Peter’s time to talk would come, but it was not then. It was time for Peter to go through his own transformation by listening to Jesus. Then he would have something to say people needed to hear.
This story offers an important lesson on knowing when we have something to say other people need to hear and when we don’t.
When you speak, does God proudly say, “This is my child whom I love dearly,” or does God cringe? Do you think God encourages people to listen to you?
Why was God so proud of Jesus and why did God want Peter to listen to him? Jesus knew the heart and nature of God and reflected them in everything he said and did.
Jesus offered an alternative vision for the world, one which valued love over hate, serving over being served, sacrifice over self-indulgence, truth over deception, justice over injustice, inclusion over exclusion, generosity over greed, humility over arrogance, forgiveness over revenge, healing over hurting, and peace over war.

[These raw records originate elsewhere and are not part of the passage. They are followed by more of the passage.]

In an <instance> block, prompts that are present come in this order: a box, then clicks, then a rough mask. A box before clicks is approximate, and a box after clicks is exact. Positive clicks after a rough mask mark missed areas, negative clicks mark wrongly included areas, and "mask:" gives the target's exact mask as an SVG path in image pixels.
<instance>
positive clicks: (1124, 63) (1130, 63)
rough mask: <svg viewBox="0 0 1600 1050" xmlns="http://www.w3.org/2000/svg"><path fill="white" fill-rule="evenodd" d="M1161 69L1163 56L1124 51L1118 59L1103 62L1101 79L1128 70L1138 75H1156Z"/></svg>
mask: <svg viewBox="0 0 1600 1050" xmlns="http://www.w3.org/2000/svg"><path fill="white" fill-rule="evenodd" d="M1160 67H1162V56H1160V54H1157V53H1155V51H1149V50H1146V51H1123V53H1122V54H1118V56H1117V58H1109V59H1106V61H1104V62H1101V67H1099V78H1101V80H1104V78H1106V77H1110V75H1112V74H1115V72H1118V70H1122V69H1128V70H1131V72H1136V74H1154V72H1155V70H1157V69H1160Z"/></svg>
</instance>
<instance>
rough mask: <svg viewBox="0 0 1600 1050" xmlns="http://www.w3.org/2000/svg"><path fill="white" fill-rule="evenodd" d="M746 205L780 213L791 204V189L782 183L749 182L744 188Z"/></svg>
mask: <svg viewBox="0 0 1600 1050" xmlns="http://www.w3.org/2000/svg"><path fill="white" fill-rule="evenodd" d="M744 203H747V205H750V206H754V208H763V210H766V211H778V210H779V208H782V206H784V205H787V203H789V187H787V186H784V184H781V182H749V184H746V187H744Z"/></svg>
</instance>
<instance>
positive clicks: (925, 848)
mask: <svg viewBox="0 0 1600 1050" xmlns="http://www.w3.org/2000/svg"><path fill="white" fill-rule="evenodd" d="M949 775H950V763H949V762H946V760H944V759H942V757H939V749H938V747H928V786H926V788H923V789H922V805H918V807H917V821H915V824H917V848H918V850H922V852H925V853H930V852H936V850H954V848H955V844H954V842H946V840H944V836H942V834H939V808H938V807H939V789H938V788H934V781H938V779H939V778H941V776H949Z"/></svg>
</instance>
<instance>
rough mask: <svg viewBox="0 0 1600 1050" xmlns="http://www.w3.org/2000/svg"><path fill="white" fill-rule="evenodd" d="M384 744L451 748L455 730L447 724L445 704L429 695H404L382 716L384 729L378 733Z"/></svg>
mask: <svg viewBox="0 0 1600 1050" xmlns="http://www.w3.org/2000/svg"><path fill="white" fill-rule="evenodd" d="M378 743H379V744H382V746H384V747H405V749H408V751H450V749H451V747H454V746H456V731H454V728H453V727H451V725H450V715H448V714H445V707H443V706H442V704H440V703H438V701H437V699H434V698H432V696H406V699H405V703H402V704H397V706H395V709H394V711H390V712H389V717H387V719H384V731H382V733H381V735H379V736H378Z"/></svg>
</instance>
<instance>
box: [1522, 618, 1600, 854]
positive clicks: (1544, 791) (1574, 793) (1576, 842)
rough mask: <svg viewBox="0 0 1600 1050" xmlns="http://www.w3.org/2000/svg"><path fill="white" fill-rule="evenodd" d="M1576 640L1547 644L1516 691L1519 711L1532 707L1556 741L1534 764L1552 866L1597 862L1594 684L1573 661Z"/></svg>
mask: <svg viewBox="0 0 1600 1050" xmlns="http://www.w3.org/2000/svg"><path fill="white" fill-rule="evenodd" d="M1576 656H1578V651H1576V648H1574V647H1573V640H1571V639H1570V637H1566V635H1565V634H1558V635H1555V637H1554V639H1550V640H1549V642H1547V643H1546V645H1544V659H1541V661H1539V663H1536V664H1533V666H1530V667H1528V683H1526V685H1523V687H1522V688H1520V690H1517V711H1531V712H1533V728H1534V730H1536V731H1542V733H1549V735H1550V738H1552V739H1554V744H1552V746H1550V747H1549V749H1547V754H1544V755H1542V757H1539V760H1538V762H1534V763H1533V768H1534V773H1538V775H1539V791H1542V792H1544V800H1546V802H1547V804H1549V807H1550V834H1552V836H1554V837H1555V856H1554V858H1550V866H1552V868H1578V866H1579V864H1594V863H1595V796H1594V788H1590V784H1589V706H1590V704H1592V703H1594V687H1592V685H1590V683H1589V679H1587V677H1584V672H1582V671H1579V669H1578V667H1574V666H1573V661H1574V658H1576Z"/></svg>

Jesus, like God, was passionate about confronting evil, righting wrong, lifting up the lowly, finding the forgotten, liberating the oppressed, healing the sick, feeding the hungry, comforting the grieving, and loving the unlovely.
He also emphasized encouraging people to achieve their potential, forgiving people who made mistakes, giving people a second chance, teaching people how to live peaceably with one another, and inspiring people to build bridges of goodwill, understanding and reconciliation instead of walls of suspicion and hate.
These were the things Jesus did everywhere he went, and they are the same things God calls us to do. When we do, we’ll find our voices.
This was what Peter needed to learn before he earned the right to speak. It is what we need to learn, also, and I hope we are.
Bob Browning is the pastor of First Baptist Church in Frankfort, Kentucky.